Une armée "incorruptible"
La confiance manifestée par le président mexicain aux militaires en matière de sécurité s'étend à d'autres domaines. Progressivement, Andrés Manuel López Obrador leur a confié le contrôle des ports maritimes et des douanes pour des raisons de "sécurité nationale", puis la construction d'une quinzaine d'aéroports et de certains tronçons du train Maya, un coûteux projet de ligne ferroviaire controversé dans le sud-est du pays.
A l'inverse du reste de l'Amérique latine, où le pouvoir des forces armées est limité depuis que les dictatures militaires sont tombées, le Mexique considère l'armée comme la seule institution incorruptible, analyse Ramón Centeno, chercheur en sciences politiques de l'Université de Sonora.
"Selon le président, le néolibéralisme a perverti toutes les institutions de l'Etat mexicain, sauf l'armée. Dans sa vision, c'est l'une des seules, voire la seule institution qui s'est maintenue inaltérée", précise le chercheur dans l'émission Tout un monde de la RTS.
Le risque d'une force indépendante
Andrés Manuel López Obrador a petit à petit développé une fascination pour les militaires et leur confie désormais un rôle dans tous ses projets d'infrastructures.
L'armée est ainsi devenue une sorte de grande corporation, qui chapeaute plusieurs entreprises et gère des bénéfices. Au risque, selon Cristina Reyes, avocate au sein de l'organisation "Mexique uni contre le crime", qu'elle ne veuille plus céder le contrôle sur ces activités.
"En octroyant aux militaires de nouvelles fonctions, et surtout des entreprises qui leur permettent de générer leurs propres gains, on installe une force de plus en plus autonome et indépendante. Et cela n’est pas réversible. Les instances civiles ne pourront pas leur réclamer de comptes, il n'y aura pas moyen de leur ôter facilement ces pouvoirs."
Une garantie de postérité
Le pouvoir confié à l'armée permet au gouvernement d'avancer rapidement sur certains projets estimés comme vitaux par le président, alors que des groupes écologistes s'opposent aux chantiers du train Maya et des aéroports.
Andrés Manuel López Obrador souhaite que ces grandes infrastructures soient conclues à la fin de son mandat dans un an et opte donc pour la militarisation, relève Ramón Centeno. "Il a une ambition très claire: il veut passer à la postérité et utilise l'armée pour cela.

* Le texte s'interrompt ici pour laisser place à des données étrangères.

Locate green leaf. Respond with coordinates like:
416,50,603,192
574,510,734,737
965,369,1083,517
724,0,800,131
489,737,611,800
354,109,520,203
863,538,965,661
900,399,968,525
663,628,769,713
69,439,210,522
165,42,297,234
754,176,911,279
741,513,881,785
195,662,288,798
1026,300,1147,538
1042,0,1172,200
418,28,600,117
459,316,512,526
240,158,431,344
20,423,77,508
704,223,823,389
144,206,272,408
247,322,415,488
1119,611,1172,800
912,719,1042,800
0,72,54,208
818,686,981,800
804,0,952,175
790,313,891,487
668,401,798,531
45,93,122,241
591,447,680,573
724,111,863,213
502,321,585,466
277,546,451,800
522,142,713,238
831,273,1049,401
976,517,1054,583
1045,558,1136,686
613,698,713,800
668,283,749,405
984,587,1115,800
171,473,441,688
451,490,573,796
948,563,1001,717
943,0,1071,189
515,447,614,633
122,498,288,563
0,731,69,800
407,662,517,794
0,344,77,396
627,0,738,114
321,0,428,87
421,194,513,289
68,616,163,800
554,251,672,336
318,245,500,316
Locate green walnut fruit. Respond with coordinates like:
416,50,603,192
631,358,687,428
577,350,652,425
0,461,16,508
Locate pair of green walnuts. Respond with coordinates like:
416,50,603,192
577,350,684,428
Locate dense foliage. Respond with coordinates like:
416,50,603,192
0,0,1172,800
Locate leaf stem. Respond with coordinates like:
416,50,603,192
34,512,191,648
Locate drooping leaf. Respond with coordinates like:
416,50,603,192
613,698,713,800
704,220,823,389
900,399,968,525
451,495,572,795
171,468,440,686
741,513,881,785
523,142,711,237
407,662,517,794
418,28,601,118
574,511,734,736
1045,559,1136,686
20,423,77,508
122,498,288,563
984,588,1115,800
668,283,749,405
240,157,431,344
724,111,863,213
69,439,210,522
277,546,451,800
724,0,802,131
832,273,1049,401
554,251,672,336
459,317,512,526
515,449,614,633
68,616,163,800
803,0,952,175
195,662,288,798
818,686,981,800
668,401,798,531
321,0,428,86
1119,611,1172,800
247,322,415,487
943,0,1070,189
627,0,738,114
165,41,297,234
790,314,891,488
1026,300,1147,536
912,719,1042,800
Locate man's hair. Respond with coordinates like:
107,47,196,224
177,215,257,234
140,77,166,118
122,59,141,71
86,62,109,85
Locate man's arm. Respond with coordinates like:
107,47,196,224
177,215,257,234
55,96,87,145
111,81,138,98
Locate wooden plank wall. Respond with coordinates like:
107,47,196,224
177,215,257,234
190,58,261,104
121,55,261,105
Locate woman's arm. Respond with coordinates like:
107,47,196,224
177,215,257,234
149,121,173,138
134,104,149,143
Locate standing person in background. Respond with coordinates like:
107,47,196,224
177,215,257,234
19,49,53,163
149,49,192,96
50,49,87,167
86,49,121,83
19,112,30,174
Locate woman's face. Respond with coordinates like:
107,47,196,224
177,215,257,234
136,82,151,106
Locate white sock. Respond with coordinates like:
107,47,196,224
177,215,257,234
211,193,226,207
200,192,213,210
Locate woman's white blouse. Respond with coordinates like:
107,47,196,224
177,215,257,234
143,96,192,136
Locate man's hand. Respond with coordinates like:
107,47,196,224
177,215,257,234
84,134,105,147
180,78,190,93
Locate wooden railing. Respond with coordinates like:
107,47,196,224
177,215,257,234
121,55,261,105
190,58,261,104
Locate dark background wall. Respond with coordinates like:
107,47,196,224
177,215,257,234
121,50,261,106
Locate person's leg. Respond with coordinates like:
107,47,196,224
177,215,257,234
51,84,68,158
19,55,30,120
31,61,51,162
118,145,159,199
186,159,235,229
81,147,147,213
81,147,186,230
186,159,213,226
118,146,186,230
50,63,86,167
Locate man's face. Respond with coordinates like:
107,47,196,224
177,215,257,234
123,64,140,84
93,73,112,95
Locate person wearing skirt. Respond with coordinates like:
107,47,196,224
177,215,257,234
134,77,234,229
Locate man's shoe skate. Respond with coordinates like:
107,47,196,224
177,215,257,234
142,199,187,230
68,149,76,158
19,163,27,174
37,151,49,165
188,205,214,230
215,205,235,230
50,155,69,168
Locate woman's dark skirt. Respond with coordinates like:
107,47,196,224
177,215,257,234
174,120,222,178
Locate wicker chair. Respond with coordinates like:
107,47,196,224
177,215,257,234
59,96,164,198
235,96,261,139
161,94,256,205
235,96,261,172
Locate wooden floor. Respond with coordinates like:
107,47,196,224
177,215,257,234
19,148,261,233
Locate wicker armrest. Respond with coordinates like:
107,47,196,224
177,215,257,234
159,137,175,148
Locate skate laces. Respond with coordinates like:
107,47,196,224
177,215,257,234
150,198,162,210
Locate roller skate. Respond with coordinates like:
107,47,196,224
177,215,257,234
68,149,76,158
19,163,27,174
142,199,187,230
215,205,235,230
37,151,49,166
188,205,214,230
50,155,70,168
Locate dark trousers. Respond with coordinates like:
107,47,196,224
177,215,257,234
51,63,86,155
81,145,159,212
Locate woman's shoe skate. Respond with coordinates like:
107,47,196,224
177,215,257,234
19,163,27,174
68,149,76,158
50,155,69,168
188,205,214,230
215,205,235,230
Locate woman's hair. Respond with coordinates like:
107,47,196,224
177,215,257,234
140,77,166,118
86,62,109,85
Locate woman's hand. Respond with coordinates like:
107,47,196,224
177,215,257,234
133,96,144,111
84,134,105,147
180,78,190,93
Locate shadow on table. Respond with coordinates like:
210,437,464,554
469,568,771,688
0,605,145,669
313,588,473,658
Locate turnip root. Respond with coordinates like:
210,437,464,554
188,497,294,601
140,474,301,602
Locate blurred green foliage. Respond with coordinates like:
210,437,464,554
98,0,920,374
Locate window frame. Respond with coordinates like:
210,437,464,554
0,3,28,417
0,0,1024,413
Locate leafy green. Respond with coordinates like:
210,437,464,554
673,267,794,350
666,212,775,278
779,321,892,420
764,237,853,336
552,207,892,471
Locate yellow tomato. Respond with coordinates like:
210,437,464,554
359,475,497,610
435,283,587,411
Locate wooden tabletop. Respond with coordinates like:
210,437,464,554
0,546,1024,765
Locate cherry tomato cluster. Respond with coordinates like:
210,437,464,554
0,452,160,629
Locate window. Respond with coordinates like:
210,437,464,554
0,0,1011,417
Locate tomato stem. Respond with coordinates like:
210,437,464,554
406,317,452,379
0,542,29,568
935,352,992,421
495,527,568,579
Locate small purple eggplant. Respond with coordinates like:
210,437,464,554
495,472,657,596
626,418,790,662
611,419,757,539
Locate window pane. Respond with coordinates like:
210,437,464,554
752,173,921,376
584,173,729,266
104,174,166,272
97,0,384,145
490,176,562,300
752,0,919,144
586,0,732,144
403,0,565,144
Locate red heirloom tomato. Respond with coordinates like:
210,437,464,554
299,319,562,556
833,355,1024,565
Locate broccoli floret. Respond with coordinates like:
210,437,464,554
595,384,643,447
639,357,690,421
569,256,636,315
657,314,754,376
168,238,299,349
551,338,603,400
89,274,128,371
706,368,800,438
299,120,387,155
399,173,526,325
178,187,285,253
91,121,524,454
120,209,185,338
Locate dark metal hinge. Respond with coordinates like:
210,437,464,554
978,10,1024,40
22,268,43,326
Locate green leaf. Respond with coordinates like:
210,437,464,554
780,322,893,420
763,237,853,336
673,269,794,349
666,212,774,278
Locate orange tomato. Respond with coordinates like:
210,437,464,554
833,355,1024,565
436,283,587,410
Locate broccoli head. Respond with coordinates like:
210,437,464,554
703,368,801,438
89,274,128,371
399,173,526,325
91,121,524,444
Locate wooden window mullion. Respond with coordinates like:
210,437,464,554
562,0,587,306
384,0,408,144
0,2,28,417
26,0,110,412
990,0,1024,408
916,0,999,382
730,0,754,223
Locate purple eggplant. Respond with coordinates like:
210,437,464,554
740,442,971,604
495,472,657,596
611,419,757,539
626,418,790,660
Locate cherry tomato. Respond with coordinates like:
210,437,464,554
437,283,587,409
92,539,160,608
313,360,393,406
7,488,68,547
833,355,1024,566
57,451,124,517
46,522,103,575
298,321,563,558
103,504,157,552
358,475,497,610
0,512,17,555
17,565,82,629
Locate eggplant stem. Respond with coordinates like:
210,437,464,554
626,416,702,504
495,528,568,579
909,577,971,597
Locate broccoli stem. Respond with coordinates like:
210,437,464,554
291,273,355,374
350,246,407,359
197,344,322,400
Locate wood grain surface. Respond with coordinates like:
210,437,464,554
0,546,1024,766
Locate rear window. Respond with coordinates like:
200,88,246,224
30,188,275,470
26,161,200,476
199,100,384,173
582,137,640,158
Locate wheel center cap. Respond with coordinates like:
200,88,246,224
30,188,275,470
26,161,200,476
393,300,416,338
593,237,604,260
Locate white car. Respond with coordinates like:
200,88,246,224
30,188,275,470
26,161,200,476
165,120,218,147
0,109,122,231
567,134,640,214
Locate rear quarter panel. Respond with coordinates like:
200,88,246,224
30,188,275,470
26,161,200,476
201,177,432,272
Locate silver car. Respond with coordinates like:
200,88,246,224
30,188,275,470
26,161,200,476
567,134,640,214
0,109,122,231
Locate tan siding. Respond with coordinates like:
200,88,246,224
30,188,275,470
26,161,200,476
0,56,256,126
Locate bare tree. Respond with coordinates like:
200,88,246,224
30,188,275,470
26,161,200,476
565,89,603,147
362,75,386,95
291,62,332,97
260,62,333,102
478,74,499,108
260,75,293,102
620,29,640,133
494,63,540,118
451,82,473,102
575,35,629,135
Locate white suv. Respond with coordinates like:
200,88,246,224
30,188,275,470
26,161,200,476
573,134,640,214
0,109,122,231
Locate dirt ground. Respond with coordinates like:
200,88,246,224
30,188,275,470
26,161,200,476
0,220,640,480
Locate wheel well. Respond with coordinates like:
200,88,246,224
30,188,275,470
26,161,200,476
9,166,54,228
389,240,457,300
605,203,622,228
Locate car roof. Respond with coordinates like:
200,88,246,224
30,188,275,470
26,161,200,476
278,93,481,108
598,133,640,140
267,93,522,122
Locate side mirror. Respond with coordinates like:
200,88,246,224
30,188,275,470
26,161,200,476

Il classe ses grands projets comme des activités de sécurité nationale, cela permet de garantir leur exécution, malgré les mouvements de contestation."
Par ailleurs, le discours des républicains aux Etats-Unis, qui prônent une intervention armée au Mexique pour attaquer les cartels, renforce la vision du président mexicain d'une armée puissante et capable de défendre la souveraineté nationale et le territoire en cas d’intervention étrangère.